Contudo, se pararmos para pensar, esse falso dilema de segurança, que presume que a Rússia estaria à mercê de uma invasão ocidental a qualquer momento se permitisse a presença expandida da OTAN na região, é uma construção muito bem estruturada, quase que um sofisma, para esconder o fato de que a maior ameaça territorial à Rússia não é uma invasão ocidental, mas sim a proximidade do Ocidente. Uma maior presença ocidental no leste traz sim um risco soberano à Rússia, mas não por uma guerra, e sim por uma erosão interna. Afinal de contas, fronteira ou não-fronteira, a OTAN já está às portas da Rússia há décadas, e de toda forma a Dissuasão Nuclear se mantém, entre os dois blocos, estando eles próximos ou não. Todos sabem que um míssil atinge a Rússia dos Estados Unidos, ou do meio do Pacífico ou do Atlântico. Não há novidade nisso. O ponto é que Putin sabe que as invasões pacíficas (como a Cortina de Ferro experimentou nos anos finais da Guerra Fria) são as verdadeiramente perigosas. E nesse ponto, a questão geográfica, o próprio território tem grande relevância, especialmente quando se têm movimentos separatistas nesse território e quando a arte das Proxy-Wars foi bem dominada após quase um século de prática na África, no Oriente Médio, na Ásia, e no próprio Leste Europeu. E Putin sabe disso.

 

Logo, podemos perceber que esse conjunto explosivo de cenários ligados aos interesses russos são de fato bastante relevantes, mas também podemos perceber que, no fundo, o grande dilema de segurança colocado por Putin como grande preocupação Russa é, na verdade, uma grande cortina de fumaça para mascarar o fato de que uma das principais preocupações do Governo Russo não é com uma ameaça militar ao território russo, mas sim com a perda de influência do governo russo sobre o seu próprio território. Assim temos um cenário que de fato motiva Putin ao máximo a aproveitar seu terrorismo de Estado para avançar as pautas de interesse russo na região e o momento de uma America fraca e sem liderança para tentar aumentar sua zona de segurança no Leste Europeu.

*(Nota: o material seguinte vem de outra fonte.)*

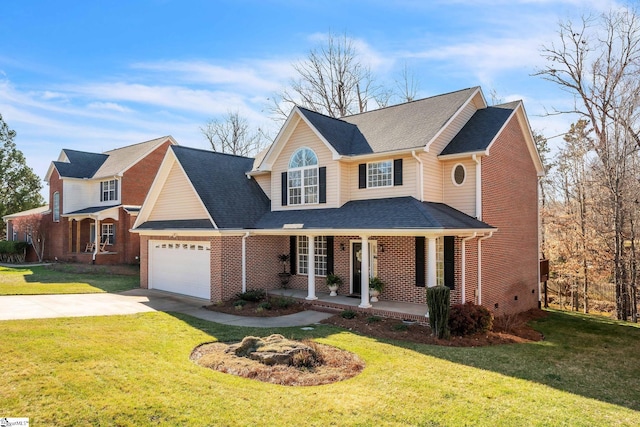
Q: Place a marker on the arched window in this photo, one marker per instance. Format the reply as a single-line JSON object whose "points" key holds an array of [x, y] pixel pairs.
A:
{"points": [[56, 206], [303, 177]]}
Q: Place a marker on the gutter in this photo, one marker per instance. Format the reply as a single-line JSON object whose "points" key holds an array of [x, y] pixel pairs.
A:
{"points": [[480, 266]]}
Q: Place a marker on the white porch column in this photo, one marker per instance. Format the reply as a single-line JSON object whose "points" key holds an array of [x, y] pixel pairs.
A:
{"points": [[364, 274], [311, 267], [431, 262]]}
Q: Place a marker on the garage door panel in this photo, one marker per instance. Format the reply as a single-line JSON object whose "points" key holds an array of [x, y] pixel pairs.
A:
{"points": [[180, 267]]}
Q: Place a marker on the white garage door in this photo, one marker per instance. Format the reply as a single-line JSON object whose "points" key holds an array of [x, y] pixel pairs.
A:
{"points": [[180, 267]]}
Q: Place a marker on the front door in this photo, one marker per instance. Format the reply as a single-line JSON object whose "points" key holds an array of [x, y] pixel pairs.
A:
{"points": [[356, 264]]}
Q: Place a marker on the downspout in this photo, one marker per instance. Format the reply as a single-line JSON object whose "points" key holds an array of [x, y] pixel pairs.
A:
{"points": [[478, 187], [96, 241], [244, 261], [464, 267], [420, 174], [480, 266]]}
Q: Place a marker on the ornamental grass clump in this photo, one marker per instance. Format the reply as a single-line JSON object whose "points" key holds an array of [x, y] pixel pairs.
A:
{"points": [[438, 302]]}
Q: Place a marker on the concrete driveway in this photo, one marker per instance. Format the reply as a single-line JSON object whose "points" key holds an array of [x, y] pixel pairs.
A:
{"points": [[15, 307]]}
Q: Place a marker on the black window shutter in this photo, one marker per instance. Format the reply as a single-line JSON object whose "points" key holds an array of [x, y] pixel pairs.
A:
{"points": [[284, 196], [420, 276], [322, 178], [329, 254], [397, 172], [293, 254], [362, 175], [449, 262]]}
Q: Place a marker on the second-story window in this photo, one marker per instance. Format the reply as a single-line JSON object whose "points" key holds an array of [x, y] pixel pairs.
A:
{"points": [[380, 174], [109, 190], [303, 177], [56, 207]]}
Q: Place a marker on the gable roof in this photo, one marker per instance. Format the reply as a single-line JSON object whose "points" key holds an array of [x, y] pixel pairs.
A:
{"points": [[478, 133], [395, 213], [232, 200], [82, 164]]}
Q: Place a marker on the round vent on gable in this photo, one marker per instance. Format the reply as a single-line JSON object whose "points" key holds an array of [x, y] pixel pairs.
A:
{"points": [[458, 174]]}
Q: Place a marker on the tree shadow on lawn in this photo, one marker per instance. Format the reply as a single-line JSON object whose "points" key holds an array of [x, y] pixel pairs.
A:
{"points": [[586, 355]]}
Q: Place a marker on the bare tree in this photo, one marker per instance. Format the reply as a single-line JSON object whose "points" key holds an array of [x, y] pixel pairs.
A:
{"points": [[232, 135], [598, 61], [331, 80]]}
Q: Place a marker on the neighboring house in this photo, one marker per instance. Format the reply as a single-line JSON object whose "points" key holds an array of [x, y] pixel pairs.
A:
{"points": [[436, 191], [94, 199]]}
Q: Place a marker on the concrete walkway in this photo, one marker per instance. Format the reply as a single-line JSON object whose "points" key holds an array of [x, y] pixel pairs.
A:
{"points": [[14, 307]]}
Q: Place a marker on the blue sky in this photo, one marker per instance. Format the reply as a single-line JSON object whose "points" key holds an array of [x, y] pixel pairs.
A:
{"points": [[97, 75]]}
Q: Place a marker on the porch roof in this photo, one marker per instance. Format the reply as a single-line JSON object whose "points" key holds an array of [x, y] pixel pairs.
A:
{"points": [[398, 213]]}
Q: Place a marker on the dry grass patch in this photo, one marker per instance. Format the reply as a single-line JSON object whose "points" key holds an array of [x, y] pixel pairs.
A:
{"points": [[327, 365]]}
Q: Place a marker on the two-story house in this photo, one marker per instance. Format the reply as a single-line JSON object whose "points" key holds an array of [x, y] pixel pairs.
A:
{"points": [[94, 199], [441, 190]]}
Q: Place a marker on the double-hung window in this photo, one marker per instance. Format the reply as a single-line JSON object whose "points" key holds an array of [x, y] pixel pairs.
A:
{"points": [[320, 255], [302, 177], [108, 234], [380, 174], [109, 190]]}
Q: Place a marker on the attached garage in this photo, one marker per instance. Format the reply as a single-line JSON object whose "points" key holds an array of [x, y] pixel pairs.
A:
{"points": [[180, 267]]}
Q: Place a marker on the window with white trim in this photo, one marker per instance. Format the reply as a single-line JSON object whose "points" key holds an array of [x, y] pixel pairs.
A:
{"points": [[109, 190], [440, 261], [302, 177], [108, 234], [320, 255], [380, 174], [56, 207]]}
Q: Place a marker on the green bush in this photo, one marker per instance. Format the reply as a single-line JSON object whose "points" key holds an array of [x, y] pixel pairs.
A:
{"points": [[283, 302], [469, 318], [349, 314], [253, 295], [438, 298]]}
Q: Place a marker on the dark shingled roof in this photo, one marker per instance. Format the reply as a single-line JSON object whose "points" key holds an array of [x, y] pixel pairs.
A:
{"points": [[382, 214], [93, 209], [480, 130], [232, 199], [182, 224], [345, 137], [81, 164]]}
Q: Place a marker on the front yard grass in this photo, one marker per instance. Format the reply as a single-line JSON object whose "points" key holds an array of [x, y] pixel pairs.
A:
{"points": [[135, 370], [41, 280]]}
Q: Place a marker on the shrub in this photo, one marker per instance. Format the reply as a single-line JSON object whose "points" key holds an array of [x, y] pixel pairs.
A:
{"points": [[253, 295], [438, 298], [469, 318], [264, 305], [349, 314], [283, 302]]}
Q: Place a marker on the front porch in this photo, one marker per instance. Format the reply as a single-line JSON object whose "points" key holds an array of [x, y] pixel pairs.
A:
{"points": [[392, 309]]}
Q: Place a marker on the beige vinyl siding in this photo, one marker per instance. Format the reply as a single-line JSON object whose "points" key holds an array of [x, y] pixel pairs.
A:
{"points": [[461, 197], [264, 181], [432, 177], [345, 182], [303, 136], [408, 187], [452, 130], [177, 200]]}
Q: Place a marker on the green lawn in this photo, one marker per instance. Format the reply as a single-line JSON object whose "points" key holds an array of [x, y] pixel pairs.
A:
{"points": [[135, 370], [40, 280]]}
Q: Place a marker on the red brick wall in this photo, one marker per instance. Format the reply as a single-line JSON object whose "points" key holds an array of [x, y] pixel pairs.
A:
{"points": [[510, 203]]}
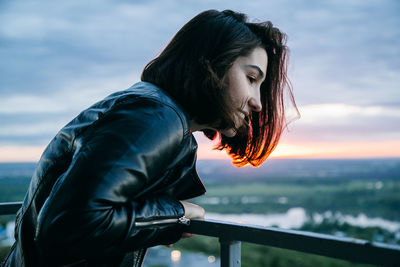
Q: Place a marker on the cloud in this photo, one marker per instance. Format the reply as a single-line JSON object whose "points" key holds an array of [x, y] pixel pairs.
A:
{"points": [[58, 58]]}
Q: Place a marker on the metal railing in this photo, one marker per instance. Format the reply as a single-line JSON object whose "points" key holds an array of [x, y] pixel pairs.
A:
{"points": [[232, 234]]}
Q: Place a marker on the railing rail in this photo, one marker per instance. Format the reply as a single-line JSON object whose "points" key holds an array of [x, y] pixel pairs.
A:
{"points": [[232, 234]]}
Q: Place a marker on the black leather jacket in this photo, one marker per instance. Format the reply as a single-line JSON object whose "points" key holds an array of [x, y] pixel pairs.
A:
{"points": [[109, 183]]}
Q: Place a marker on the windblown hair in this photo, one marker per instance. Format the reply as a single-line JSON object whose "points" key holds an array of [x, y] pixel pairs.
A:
{"points": [[191, 70]]}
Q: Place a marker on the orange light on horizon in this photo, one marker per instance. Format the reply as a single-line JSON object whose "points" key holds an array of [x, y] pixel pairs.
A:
{"points": [[377, 149]]}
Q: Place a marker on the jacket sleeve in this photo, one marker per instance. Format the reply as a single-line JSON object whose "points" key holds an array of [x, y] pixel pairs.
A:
{"points": [[101, 203]]}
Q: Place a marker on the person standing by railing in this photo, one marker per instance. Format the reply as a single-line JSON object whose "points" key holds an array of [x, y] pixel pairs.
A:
{"points": [[112, 182]]}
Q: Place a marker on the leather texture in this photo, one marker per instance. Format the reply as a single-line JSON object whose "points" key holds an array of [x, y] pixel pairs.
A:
{"points": [[127, 159]]}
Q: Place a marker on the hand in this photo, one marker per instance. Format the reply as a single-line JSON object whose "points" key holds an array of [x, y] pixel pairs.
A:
{"points": [[193, 211]]}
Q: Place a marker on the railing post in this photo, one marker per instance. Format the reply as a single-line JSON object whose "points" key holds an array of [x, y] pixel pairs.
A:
{"points": [[230, 253]]}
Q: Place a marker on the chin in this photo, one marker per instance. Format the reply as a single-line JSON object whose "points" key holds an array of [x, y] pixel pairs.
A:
{"points": [[228, 132]]}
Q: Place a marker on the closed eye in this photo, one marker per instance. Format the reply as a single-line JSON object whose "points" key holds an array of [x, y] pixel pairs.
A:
{"points": [[251, 79]]}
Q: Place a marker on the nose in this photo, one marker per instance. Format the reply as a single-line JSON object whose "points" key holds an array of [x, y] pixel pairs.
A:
{"points": [[255, 103]]}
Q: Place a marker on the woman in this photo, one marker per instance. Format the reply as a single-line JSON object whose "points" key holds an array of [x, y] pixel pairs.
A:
{"points": [[112, 181]]}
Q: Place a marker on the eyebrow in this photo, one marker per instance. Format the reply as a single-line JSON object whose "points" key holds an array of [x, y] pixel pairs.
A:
{"points": [[260, 73]]}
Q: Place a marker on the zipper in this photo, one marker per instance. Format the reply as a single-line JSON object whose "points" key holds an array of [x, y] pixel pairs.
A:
{"points": [[181, 220]]}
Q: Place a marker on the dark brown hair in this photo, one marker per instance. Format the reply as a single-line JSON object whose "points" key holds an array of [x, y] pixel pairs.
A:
{"points": [[192, 67]]}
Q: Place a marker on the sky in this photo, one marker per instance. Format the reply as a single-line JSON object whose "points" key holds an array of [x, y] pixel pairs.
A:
{"points": [[59, 57]]}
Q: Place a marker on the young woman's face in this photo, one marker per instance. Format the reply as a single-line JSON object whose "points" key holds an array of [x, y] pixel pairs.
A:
{"points": [[244, 80]]}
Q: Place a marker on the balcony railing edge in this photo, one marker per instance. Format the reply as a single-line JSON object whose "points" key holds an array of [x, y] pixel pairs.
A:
{"points": [[351, 249]]}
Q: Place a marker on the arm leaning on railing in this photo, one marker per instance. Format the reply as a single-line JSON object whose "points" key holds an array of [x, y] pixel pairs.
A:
{"points": [[231, 234]]}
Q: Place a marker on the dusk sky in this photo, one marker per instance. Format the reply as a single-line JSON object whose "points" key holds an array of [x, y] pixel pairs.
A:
{"points": [[59, 57]]}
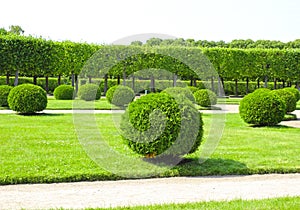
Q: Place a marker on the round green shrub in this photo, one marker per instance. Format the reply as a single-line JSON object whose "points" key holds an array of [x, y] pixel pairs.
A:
{"points": [[27, 99], [89, 92], [262, 107], [294, 91], [205, 97], [120, 95], [156, 124], [4, 92], [288, 98], [64, 92], [180, 93]]}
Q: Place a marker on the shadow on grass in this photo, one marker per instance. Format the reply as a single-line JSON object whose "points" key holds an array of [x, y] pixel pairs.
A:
{"points": [[193, 167]]}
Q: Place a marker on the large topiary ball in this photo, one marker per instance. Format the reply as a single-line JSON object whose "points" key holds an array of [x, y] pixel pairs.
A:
{"points": [[120, 95], [27, 99], [205, 97], [4, 92], [180, 93], [288, 98], [89, 92], [156, 124], [262, 107], [294, 91], [64, 92]]}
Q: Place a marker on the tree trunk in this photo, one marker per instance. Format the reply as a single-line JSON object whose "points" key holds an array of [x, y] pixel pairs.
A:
{"points": [[174, 80], [16, 78], [247, 86], [105, 84], [34, 80], [7, 78], [47, 84], [59, 80]]}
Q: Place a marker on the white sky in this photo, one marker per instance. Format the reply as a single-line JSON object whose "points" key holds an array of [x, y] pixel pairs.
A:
{"points": [[104, 21]]}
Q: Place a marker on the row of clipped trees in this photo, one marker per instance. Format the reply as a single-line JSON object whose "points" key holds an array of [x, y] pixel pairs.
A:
{"points": [[36, 57]]}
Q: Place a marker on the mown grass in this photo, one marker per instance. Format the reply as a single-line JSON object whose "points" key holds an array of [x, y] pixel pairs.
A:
{"points": [[287, 203], [45, 148]]}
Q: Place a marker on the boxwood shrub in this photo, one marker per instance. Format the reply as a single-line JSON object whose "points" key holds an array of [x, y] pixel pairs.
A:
{"points": [[262, 107], [89, 92], [27, 99], [64, 92], [289, 99], [4, 92], [205, 97], [156, 125], [120, 95]]}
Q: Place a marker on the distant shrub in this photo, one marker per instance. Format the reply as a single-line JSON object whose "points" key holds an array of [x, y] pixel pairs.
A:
{"points": [[180, 93], [262, 107], [64, 92], [4, 92], [120, 95], [289, 99], [205, 97], [27, 99], [156, 124], [89, 92]]}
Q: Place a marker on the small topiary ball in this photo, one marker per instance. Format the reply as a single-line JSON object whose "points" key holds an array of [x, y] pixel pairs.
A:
{"points": [[180, 93], [4, 92], [27, 99], [64, 92], [156, 124], [120, 95], [89, 92], [294, 91], [262, 107], [205, 97], [288, 98]]}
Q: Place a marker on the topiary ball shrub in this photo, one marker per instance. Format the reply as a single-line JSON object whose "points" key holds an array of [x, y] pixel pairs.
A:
{"points": [[205, 97], [180, 93], [155, 125], [27, 99], [262, 108], [64, 92], [89, 92], [294, 91], [288, 98], [120, 95], [4, 92]]}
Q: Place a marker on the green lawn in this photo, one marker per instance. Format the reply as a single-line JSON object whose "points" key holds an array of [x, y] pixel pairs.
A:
{"points": [[286, 203], [45, 148]]}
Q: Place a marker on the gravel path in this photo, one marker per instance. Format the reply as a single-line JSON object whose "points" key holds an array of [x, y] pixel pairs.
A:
{"points": [[147, 191]]}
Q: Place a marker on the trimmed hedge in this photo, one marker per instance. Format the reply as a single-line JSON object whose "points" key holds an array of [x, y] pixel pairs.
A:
{"points": [[156, 125], [89, 92], [120, 95], [262, 107], [289, 99], [205, 97], [64, 92], [27, 99], [4, 92]]}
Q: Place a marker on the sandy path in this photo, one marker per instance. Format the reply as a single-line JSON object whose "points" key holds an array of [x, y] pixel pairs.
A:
{"points": [[149, 191]]}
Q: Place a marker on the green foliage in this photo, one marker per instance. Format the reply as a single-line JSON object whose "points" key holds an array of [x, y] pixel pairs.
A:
{"points": [[120, 95], [89, 92], [288, 98], [205, 97], [156, 125], [262, 107], [180, 93], [64, 92], [4, 92], [27, 99], [294, 91]]}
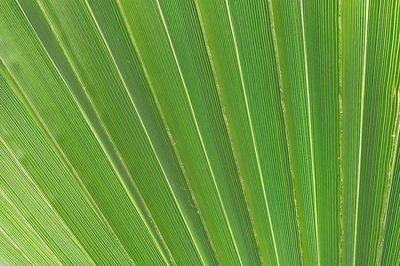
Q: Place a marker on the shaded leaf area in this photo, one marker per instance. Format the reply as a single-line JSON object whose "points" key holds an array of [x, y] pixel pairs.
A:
{"points": [[199, 132]]}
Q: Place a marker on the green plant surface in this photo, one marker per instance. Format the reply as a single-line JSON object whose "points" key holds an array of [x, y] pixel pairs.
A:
{"points": [[199, 132]]}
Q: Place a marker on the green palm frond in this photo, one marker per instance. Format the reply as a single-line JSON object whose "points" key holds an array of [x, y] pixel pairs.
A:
{"points": [[199, 132]]}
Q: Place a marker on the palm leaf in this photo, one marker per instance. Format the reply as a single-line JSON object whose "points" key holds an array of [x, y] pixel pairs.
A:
{"points": [[199, 132]]}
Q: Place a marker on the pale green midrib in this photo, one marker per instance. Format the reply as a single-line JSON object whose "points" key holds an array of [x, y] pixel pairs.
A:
{"points": [[63, 157], [69, 166], [361, 130], [93, 131], [388, 188], [12, 242], [341, 135], [170, 138], [252, 130], [212, 65], [310, 129], [198, 131], [388, 191], [28, 175], [15, 208], [145, 130], [285, 124]]}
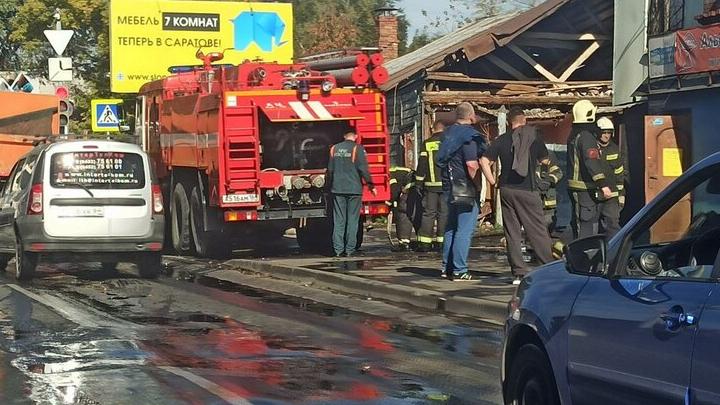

Na Terça-Feira, após um recuo claro na fronteira, Putin afirmou que nunca quis uma guerra na Europa. Bem, isso sempre esteve bem claro, principalmente porque, considerando as Forças Armadas Russas de hoje, qualquer tentativa de sustentar uma Guerra Convencional Ofensiva contra a OTAN seria impossível, tanto em termos militares quanto econômicos. Afinal, até mesmo muitos dos grandes e assustadores armamentos russos são ainda protótipos operacionais – como caças de 5a geração russos, como super-mísseis e super-torpedos anunciados frequentemente. Alternativamente, a saída seria iniciar uma Guerra Nuclear, que tampouco se encontra nos interesses da Rússia – ou de qualquer um. Aqui, o ponto-chave está novamente na ameaça – o que se pode fazer, mas não o que será feito. Por isso, a situação sempre termina com uma trégua velada, algumas concessões do Ocidente, e aguardamos o novo momento em que a Rússia mostrará suas garras novamente como forma de Barganha Internacional. De toda forma, a “combinação explosiva” permanece quente, sendo os grandes medos de Putin uma grande bomba-relógio para as relações internacionais. Afinal, Putin não pode:

  1. Perder o Controle Sobre a Rússia
  2. Perder a Relevância Política e Econômica na Europa
  3. Perder a Influência sobre o Leste Europeu
  4. Perder Acessos no Mar Negro
  5. Ser Forçado a Cobrir seu Blefe Bélico

Por isso, como está a situação hoje, o único desfecho possível é um jogo de morde e assopra sem fim. Certamente os Russos não seriam tão ousados com uma Administração Trump, pois as chances de serem intimados a cumprir suas ameaças seriam significativamente maiores, e esse é o tipo de ultimato – firme e real – que Putin não quer ver.